In initial tests of their nanoparticle platform, Wu and his colleagues focused largely on a common drug called doxorubicin, which is a primary therapy for various cancers like breast cancer, sarcoma, lymphoma and acute lymphocytic leukemia. However, they also showed that several other chemotherapy drugs and immunotherapy drugs can be successfully loaded onto the nanoparticles.

“By designing this specific switch that controls drug release based on a well-characterized change in the cancer microenvironment, we hope to improve the safety profile for many drugs and allow an increased dose to be administered in order to more effectively kill cancer cells,” he said.

Cancer is not the only disease associated with increased lactate concentration. Patients with arthritis, for example, may have higher levels of lactate in their joints due to chronic inflammation. Because anti-inflammatory medications also suppress the immune response for the whole body, they can also put the patient at higher risk for infections. The lactate-gated nanoparticle, with its specific targeting of lactate-rich environments, would help avoid this general adverse effect just as it does with toxic cancer drugs.

Toward clinical implementation and future research

Wu co-founded an oncology startup called Alnair Therapeutics through the Polsky Center for Entrepreneurship and Innovation to take this research to the next level.

“In the lab, you only need a tiny batch. For clinical trials, though, we need a 10-fold greater amount, because humans are so big! So, scaling up the manufacturing process is our current challenge,” Wu said. “The first goal is to make manufacturing work with Doxil [brand name for doxorubicin], since it’s so well-characterized. But we’re very interested in expanding the platform to other cancer therapy drugs, because high toxicity is a common problem.”

Wu is also interested in further researching the unique aspects of tumor metabolism.

“There are many more unknown differences between cancer cell metabolism and regular cell metabolism,” he said. “My personal interest is to figure out more about what's changing in tumor cells and what kind of chemical signals we can use to target cancers, maybe not only through drug delivery, but through other approaches as well.”

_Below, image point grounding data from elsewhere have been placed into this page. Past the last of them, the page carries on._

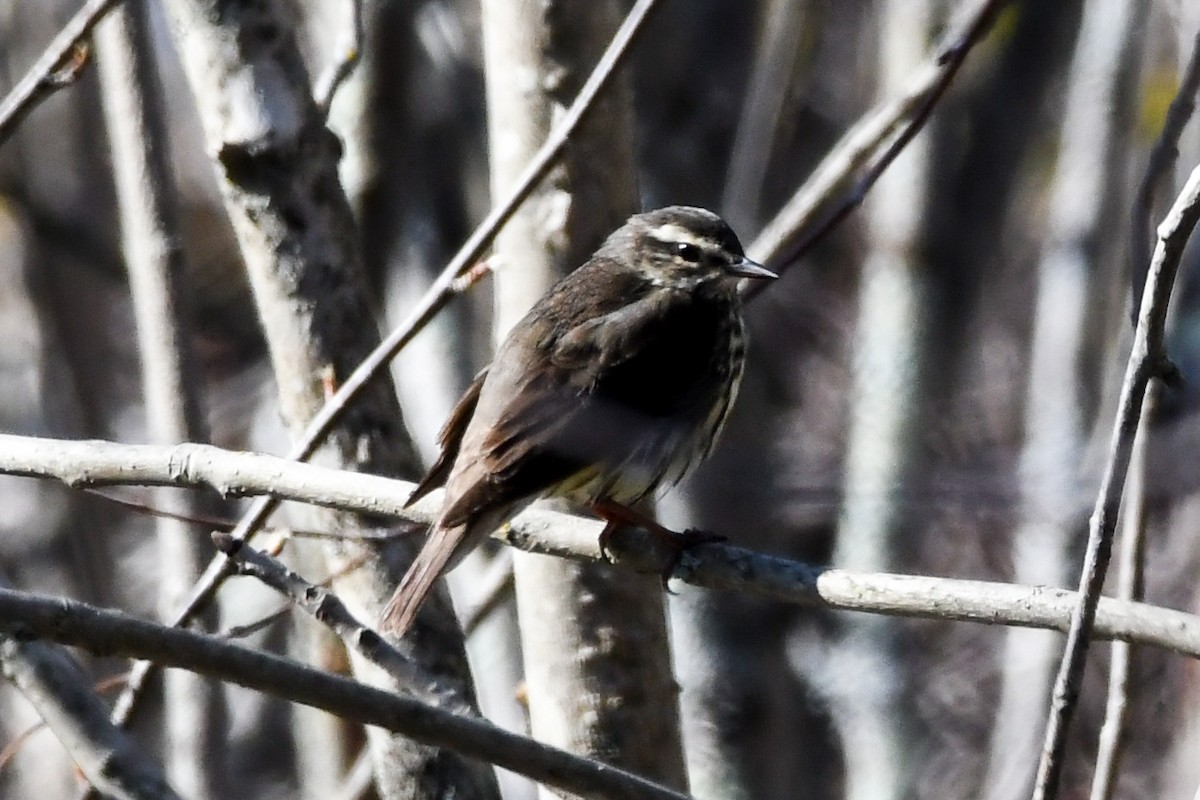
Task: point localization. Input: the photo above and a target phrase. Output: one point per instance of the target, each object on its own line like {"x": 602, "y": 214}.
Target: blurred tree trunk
{"x": 862, "y": 675}
{"x": 579, "y": 623}
{"x": 1050, "y": 469}
{"x": 193, "y": 708}
{"x": 298, "y": 238}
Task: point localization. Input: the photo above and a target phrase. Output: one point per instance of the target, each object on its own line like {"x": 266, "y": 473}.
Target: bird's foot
{"x": 676, "y": 542}
{"x": 682, "y": 542}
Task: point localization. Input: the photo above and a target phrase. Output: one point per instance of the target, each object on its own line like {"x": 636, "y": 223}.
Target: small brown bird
{"x": 617, "y": 380}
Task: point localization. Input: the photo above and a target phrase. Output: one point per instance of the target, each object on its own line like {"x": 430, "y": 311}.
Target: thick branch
{"x": 1146, "y": 361}
{"x": 714, "y": 566}
{"x": 112, "y": 633}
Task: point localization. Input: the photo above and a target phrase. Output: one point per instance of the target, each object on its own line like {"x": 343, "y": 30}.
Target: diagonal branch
{"x": 113, "y": 633}
{"x": 1146, "y": 361}
{"x": 862, "y": 149}
{"x": 41, "y": 82}
{"x": 713, "y": 566}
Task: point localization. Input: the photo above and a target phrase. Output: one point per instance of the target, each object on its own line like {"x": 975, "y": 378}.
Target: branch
{"x": 1131, "y": 582}
{"x": 327, "y": 608}
{"x": 778, "y": 241}
{"x": 57, "y": 67}
{"x": 713, "y": 566}
{"x": 1146, "y": 361}
{"x": 109, "y": 758}
{"x": 447, "y": 286}
{"x": 113, "y": 633}
{"x": 346, "y": 58}
{"x": 1162, "y": 160}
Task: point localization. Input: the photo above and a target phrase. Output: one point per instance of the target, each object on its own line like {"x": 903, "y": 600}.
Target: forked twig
{"x": 1146, "y": 361}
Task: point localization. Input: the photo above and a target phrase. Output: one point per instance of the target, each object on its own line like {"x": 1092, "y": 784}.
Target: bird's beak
{"x": 748, "y": 269}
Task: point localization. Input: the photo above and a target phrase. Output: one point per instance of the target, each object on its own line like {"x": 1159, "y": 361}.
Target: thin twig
{"x": 444, "y": 288}
{"x": 1131, "y": 584}
{"x": 226, "y": 525}
{"x": 114, "y": 633}
{"x": 713, "y": 566}
{"x": 347, "y": 56}
{"x": 47, "y": 74}
{"x": 492, "y": 588}
{"x": 1162, "y": 160}
{"x": 779, "y": 242}
{"x": 329, "y": 609}
{"x": 1146, "y": 361}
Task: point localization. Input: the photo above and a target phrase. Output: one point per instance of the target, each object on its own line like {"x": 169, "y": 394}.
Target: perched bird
{"x": 617, "y": 380}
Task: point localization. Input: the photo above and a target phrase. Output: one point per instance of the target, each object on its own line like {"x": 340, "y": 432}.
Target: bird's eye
{"x": 688, "y": 252}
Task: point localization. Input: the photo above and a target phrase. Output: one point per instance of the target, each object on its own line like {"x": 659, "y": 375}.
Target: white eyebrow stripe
{"x": 671, "y": 234}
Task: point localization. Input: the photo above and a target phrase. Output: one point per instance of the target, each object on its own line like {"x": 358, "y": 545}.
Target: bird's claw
{"x": 679, "y": 543}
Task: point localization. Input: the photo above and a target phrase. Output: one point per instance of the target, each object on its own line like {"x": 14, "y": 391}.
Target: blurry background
{"x": 929, "y": 391}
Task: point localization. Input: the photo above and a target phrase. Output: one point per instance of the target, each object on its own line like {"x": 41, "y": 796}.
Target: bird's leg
{"x": 617, "y": 515}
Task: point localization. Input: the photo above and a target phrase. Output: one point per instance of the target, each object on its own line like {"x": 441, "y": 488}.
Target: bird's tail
{"x": 436, "y": 558}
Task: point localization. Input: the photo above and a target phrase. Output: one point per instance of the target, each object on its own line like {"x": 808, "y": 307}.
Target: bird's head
{"x": 684, "y": 247}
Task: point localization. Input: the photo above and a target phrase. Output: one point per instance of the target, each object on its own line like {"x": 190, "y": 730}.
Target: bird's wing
{"x": 450, "y": 438}
{"x": 546, "y": 415}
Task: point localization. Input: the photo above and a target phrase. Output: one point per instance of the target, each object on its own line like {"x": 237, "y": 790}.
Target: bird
{"x": 618, "y": 380}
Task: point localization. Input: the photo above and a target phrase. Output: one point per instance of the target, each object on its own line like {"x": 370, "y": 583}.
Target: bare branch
{"x": 1162, "y": 160}
{"x": 714, "y": 566}
{"x": 346, "y": 59}
{"x": 329, "y": 609}
{"x": 52, "y": 681}
{"x": 57, "y": 67}
{"x": 1146, "y": 361}
{"x": 443, "y": 289}
{"x": 1131, "y": 582}
{"x": 114, "y": 633}
{"x": 894, "y": 122}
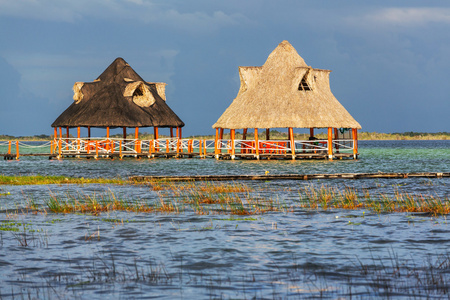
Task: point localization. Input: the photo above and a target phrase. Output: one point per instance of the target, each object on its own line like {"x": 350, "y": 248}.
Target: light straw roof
{"x": 285, "y": 92}
{"x": 119, "y": 97}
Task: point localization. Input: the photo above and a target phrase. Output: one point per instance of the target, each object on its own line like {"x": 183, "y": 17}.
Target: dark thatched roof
{"x": 285, "y": 92}
{"x": 119, "y": 97}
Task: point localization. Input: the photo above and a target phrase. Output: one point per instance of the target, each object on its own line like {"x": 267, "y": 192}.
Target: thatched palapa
{"x": 119, "y": 97}
{"x": 285, "y": 92}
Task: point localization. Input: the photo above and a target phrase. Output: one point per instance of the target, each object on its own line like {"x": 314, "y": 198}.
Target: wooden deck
{"x": 98, "y": 148}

The study, “Enabling tumor-specific drug delivery by targeting the Warburg effect of cancer,” was published in Cell Reports Medicine in January 2025. Additional authors include Jian Zhang, Tony Pan, Jimmy Lee, Sarah Ann King, Erting Tang, Yifei Hu, Lifeng Chen, Alex Hoover, and Jun Huang at the University of Chicago, Sanja Goldberg at Safra Children’s Hospital, Tel Aviv, Linyong Zhu at East China University of Science & Technology, Shanghai, Oliver S. King at the University of California, Irvine, Orange, CA, and Benjamin Dekel at Tel Aviv University, Tel Aviv.

This study was supported by National Institutes of Health grants R01OD023700, R21AR080761, R01DA047785, and R01AR78555, the Cancer Research Institute (CRI) Technology Impact Award, the Samuel Waxman Cancer Research Foundation, the Alan B. Slifka Foundation and Israel Cancer Fund for Pediatric Sarcoma Grant, the Rally Foundation Outside the Box Grant, the University of Chicago Comprehensive Cancer Center Duckworth Family Commercial Promise Award, the Cancer Immunotherapy Team Science Award, the Pancreatic Cancer SPORE grant, the UCHAP pilot award, and the Ullman Family Team Science Award (to X.W.) and National Institutes of Health New Innovator Award (to J.H.).